Despite some fairly big changes in the structure of the POWER 7, IBM (NYSE: IBM) is promising backwards compatibility with the existing POWER 6 architecture. IBM’s System 575 and System 595 are what it calls “book upgradable.” A large device, called a book, holds the CPUs and memory systems and can be replaced without having to upgrade the whole system.

“In the past, IBM has had to do ‘forklift upgrades’ when it went from one architecture to the next,” said Nathan Brookwood, research fellow with Insight 64, a semiconductor consultancy. “This lets people preserve what they already have and get further life out of it.”

Indeed, IBM acknowledges that this helps customers preserve investments in their high-end systems and also calms fears of being the server only to have it be obsolete in six months, since it is upgradable.

Steve Sibley, manager of Power Systems Offering Management at IBM, said IBM is not sitting still, despite owning 37 percent of the Unix server market compared to 24 percent for Sun.

“We’re now the highest performing processor in the industry. Certainly Nehalem [from Intel] has narrowed that gap,” he told InternetNews.com. “They certainly came out with a very strong processor from a performance standpoint. So were extending our performance leadership with more performance per core.”

IBM is also extending the number of cores. POWER 6 only has two cores per processor. POWER 7 will have up to eight. Despite that, Sibley said the chips will have three times the performance of POWER 6 in the same power envelope.

IBM is also focused on virtualization improvements and increasing the processor’s consolidation capabilities. For customers looking to consolidate, the POWER 7 will support up to 1,000 virtual machines on a single system.
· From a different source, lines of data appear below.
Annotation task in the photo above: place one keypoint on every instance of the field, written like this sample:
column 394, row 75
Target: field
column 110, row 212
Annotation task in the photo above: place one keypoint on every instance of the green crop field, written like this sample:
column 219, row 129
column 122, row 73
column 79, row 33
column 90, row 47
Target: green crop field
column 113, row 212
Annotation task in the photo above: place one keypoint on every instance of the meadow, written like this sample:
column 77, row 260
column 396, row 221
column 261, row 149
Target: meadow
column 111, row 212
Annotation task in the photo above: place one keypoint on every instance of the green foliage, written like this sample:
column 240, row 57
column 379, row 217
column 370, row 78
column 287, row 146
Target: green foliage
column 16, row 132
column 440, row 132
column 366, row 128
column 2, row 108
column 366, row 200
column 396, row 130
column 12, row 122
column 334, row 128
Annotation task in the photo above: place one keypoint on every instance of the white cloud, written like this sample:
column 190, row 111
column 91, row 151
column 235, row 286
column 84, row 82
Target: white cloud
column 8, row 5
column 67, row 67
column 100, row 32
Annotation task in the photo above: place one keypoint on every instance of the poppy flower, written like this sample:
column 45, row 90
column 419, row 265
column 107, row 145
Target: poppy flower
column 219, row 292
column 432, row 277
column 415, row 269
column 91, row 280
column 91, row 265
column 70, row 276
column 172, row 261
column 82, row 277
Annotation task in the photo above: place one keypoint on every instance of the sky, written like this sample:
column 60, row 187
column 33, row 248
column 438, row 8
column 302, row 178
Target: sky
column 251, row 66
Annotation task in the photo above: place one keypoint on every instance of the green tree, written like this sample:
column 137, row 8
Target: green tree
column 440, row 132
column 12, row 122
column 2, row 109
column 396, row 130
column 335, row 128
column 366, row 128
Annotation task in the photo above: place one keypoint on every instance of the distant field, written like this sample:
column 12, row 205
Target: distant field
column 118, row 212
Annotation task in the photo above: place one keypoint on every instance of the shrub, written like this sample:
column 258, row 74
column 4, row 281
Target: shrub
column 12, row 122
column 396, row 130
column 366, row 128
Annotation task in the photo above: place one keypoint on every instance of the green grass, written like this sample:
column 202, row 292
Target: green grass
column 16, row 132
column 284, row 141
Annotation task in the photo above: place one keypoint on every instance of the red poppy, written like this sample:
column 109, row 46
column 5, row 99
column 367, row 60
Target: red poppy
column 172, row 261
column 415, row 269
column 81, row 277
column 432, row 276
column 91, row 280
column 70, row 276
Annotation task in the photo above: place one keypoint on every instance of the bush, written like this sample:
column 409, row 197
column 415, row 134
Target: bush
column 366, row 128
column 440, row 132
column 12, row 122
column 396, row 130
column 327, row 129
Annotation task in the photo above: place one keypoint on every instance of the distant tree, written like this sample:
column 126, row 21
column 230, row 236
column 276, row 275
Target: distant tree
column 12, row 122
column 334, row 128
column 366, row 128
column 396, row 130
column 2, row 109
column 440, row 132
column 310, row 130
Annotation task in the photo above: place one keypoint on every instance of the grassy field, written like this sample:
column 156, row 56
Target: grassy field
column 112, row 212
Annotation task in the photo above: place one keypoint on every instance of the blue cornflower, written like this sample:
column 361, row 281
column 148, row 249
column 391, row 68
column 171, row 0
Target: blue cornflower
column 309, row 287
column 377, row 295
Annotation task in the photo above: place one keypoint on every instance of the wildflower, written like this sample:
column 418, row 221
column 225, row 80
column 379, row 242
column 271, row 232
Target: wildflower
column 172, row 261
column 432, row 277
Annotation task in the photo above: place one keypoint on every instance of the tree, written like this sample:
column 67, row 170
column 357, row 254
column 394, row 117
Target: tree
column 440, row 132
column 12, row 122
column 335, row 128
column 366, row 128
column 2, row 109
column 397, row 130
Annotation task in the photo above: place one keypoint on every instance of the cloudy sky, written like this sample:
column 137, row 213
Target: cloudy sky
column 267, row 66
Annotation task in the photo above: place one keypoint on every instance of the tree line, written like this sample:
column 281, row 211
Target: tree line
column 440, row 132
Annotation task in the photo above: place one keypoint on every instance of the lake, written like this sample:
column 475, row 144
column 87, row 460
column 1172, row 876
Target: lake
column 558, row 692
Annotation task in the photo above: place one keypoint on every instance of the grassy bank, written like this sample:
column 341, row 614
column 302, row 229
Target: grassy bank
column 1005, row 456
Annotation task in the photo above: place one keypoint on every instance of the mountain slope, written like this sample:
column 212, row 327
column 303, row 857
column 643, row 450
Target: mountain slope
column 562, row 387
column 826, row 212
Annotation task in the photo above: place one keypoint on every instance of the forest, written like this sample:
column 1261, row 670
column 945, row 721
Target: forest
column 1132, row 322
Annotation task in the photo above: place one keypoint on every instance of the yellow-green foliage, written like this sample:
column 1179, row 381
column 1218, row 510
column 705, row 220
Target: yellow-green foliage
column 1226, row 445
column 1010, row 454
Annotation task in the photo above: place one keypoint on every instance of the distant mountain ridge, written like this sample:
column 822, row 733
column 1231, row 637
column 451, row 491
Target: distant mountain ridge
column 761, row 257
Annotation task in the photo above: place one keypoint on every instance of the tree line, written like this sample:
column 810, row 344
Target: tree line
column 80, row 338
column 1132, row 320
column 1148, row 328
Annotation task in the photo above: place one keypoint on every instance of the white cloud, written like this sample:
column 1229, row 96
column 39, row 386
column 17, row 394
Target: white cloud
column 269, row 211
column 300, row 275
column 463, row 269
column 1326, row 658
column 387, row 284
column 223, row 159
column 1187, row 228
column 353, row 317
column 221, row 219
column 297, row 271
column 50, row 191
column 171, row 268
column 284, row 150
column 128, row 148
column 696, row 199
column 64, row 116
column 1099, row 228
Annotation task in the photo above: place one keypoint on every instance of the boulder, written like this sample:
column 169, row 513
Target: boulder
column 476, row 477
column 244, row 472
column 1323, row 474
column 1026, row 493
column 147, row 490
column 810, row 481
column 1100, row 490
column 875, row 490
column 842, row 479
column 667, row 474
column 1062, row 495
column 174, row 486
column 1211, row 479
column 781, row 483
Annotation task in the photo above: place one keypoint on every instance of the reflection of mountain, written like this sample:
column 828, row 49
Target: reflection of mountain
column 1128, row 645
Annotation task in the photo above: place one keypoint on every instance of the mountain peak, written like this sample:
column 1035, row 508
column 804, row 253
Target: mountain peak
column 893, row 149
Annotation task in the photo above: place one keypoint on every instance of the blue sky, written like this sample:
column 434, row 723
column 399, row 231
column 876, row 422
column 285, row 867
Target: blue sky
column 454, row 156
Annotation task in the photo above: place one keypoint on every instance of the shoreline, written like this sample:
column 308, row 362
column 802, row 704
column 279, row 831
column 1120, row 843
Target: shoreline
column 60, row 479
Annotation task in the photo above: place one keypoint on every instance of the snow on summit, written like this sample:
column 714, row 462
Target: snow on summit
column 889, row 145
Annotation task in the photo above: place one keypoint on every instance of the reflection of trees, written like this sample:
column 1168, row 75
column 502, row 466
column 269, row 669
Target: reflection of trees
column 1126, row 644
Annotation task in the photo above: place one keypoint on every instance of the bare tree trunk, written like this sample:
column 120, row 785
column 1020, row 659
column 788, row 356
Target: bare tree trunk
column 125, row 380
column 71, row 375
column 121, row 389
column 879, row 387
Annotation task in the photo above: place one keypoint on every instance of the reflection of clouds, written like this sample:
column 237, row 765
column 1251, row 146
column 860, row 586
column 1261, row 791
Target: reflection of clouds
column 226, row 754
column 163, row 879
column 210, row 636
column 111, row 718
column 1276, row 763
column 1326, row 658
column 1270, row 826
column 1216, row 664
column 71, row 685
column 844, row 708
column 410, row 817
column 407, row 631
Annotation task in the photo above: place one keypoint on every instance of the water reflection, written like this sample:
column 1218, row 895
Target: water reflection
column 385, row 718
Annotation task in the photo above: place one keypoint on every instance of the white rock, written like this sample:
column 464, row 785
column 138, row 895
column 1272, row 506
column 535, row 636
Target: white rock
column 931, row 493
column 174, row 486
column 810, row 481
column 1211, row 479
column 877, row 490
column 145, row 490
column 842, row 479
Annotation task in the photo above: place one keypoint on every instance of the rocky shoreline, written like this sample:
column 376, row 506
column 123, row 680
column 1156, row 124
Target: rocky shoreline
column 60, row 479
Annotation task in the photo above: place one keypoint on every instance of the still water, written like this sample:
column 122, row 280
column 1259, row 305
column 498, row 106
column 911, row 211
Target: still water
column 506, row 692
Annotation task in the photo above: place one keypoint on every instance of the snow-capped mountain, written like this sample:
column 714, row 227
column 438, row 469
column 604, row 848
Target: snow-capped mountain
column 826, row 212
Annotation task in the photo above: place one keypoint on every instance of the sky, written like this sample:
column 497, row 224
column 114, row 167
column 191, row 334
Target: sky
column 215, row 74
“This is not a business where you can rest on your laurels,” Brookwood said. “It may very well be that Sun’s out of the running but Intel is still there with Itanium and you also have the ever-increasing move of x86 servers into the high end space. So you have to keep going.”

New virtualization software

Along with the new processor, IBM announced that the PowerVM hypervisor that partitions Power Systems machines has a feature called Live Partition Mobility, which will give customers control over their systems and allow them to move workloads from one machine to another.

Although the POWER 7 is a RISC-based system and not compatible with x86 servers, the new systems software, called IBM Systems Director VMControl, gives clients a tool to manage virtual servers. They can discover, display, monitor and locate virtual resources, bring up new virtual environments or move them from one system to the next.

Sibley said the software would even allow for migration of a virtual machine from different vendors, like HP (NYSE: HPQ) and Dell (NASDAQ: DELL) to IBM System i machines. The one requirement, besides that they all be x86, is using the same hypervisor. A virtual machine using Microsoft’s Hyper-V cannot be used to a machine running VMware’s ESXi.